PSC can present at later stages of disease development, with complications of cirrhosis and portal hypertension. Similarly to other causes of cirrhosis, portal hypertension gradually develops in cirrhotic PSC patients. In one study, 36% of 283 newly diagnosed PSC patients had varices.
Cirrhosis in AIH
In a cohort of over 450 AIH patients, 30% had evidence of cirrhosis at diagnosis, with a further 10% developing cirrhosis during a median follow-up time of 7.2 years. The presence of cirrhosis at diagnosis correlated with negative outcome (LT or death). In another study, including 126 AIH patients, Feld et al (2005) reported that 33% of patients had histological evidence of cirrhosis at diagnosis. With the exception of platelet count, which was lower in patients with cirrhosis, laboratory parameters, patient demographics and AIH scores did not differ between cirrhotic and non-cirrhotic patients. A similar frequency of patients from each group were symptomatic at diagnosis and an equivalent proportion had good response to treatment. Importantly, similar response to treatment has also been reported elsewhere. Feld et al (2005) also found, however, that the presence of cirrhosis significantly increased risk of progression to LT or death. Consistent with the above studies, Verma et al (2004) reported that 28% of AIH patients were cirrhotic at diagnosis. In this study, a further 20% of patients developed cirrhosis during 52 mo of follow-up. Again, cirrhosis was an independent predictor of poor outcome in this cohort. On the other hand, studies in the adult[126,128] and paediatric settings, of comparable size and methodology to those described above, have not found associations between the presence of cirrhosis at diagnosis and the likelihood of poor outcome.

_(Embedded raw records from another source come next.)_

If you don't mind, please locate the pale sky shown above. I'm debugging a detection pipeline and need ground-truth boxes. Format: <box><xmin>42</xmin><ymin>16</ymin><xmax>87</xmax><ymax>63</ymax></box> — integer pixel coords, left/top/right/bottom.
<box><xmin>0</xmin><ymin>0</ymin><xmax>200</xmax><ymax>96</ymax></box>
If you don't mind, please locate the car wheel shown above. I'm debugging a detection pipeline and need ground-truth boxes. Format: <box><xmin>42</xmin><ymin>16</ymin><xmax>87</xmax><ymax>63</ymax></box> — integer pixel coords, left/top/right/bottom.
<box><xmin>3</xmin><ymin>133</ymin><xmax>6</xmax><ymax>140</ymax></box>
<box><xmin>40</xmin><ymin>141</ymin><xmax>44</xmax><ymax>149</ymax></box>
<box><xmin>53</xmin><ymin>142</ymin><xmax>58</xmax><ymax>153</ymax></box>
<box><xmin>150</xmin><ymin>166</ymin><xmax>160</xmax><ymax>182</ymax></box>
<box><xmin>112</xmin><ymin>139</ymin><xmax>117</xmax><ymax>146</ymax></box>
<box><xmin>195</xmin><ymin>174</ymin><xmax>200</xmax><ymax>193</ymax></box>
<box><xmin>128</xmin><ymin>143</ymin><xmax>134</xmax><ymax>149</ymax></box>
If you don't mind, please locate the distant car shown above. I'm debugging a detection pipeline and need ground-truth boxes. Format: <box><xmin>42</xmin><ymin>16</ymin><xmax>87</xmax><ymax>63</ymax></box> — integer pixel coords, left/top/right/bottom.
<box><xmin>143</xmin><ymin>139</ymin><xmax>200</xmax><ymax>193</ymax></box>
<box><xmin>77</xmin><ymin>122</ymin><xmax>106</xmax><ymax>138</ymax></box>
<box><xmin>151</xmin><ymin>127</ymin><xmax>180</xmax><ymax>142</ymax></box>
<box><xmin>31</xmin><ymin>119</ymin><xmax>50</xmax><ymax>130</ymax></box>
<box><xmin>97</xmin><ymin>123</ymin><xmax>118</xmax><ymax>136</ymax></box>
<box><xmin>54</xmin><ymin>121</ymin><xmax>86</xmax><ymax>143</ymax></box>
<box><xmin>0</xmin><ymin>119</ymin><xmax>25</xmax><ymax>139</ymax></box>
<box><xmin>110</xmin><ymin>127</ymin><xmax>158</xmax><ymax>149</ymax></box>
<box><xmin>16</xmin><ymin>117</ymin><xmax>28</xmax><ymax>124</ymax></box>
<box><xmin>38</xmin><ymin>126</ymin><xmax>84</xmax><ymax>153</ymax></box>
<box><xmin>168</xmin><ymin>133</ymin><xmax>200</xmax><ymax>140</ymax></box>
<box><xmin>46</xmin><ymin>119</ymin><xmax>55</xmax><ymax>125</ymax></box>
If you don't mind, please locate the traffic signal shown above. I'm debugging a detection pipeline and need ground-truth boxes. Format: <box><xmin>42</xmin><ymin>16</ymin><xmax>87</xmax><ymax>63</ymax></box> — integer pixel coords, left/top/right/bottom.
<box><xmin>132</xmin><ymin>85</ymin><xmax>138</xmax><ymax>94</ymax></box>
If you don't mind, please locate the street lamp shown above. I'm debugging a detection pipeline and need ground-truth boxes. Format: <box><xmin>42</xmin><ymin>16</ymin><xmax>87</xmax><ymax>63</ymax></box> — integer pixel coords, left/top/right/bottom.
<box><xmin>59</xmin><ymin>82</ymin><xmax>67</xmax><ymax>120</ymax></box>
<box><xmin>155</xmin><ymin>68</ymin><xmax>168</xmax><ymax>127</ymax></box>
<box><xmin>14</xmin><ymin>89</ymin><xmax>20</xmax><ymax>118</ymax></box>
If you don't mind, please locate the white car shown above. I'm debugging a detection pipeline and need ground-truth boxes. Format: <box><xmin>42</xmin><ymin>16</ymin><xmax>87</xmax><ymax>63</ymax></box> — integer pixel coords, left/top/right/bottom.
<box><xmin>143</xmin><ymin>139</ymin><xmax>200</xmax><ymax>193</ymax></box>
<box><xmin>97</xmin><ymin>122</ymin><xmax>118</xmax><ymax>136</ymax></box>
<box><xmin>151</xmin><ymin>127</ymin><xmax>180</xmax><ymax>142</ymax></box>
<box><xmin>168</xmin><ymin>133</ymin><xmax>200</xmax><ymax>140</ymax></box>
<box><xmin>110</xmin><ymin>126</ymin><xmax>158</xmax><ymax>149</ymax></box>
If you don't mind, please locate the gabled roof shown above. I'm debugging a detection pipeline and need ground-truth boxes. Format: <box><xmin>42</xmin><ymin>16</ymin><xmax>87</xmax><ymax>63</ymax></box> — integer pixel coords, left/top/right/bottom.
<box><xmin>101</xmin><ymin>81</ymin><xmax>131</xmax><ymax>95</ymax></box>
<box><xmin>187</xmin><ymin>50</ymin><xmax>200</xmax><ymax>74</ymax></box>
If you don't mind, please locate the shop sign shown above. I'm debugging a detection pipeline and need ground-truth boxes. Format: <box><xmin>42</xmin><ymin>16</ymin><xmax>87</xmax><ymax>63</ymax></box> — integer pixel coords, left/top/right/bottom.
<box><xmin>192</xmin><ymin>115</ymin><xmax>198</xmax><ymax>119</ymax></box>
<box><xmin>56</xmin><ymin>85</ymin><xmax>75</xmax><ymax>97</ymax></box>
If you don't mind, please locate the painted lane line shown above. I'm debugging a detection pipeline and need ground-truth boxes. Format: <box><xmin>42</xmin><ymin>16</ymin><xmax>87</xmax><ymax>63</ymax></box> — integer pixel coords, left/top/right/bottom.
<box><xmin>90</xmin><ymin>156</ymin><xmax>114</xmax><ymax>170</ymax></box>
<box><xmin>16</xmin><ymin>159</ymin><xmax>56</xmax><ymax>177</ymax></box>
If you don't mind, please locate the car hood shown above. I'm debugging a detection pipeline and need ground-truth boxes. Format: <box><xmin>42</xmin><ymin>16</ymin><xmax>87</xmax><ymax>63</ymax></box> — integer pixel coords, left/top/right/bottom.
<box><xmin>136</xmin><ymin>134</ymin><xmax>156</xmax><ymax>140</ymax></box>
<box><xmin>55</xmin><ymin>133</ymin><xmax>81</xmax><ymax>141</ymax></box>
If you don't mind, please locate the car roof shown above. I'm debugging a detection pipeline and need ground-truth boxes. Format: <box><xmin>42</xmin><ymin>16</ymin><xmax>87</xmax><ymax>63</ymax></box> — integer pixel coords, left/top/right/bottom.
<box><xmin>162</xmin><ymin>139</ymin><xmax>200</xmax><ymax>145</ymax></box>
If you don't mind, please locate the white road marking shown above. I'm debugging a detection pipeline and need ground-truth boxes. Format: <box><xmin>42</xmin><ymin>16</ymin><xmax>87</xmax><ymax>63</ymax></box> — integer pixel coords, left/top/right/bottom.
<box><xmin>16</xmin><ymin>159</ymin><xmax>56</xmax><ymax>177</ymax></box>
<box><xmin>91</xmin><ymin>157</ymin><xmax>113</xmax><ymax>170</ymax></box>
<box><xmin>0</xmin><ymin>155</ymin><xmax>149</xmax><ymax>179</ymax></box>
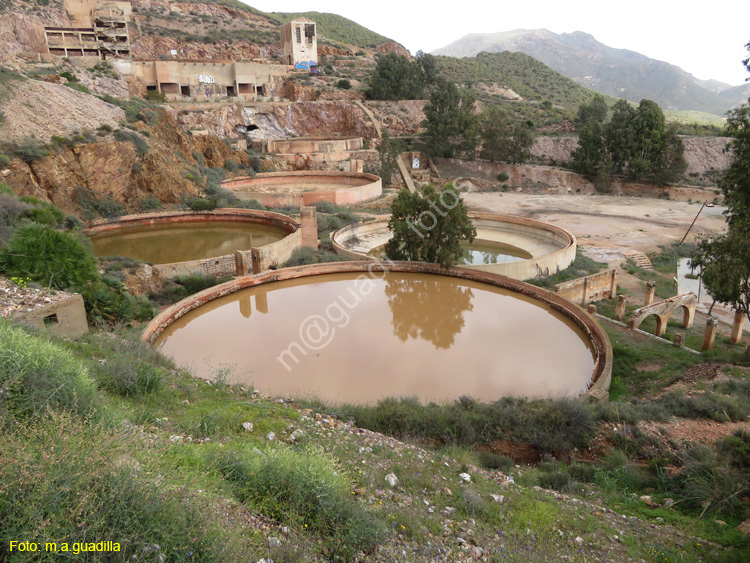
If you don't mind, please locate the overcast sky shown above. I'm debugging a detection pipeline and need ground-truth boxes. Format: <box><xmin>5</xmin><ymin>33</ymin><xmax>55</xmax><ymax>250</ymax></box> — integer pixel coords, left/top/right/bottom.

In one study, patients diagnosed between the ages of 21 and 60 years of age were more likely to present with cirrhosis than those outside of this range. Male patients were also more likely to have cirrhosis compared to their female counterparts. Low serum albumin concentrations, prolonged INR and low platelet count were all more frequently associated with the cirrhotic group of AIH patients.
There are indications that cirrhosis is more common among AIH type-1 patients compared to patients with type-2 AIH. In a paediatric study, 69% of ANA/SMA positive patients had evidence of “definite cirrhosis” on initial biopsy, whereas only 38% of patients positive for anti-LKM-1 were cirrhotic. On follow-up these values increased to 74% and 44% respectively.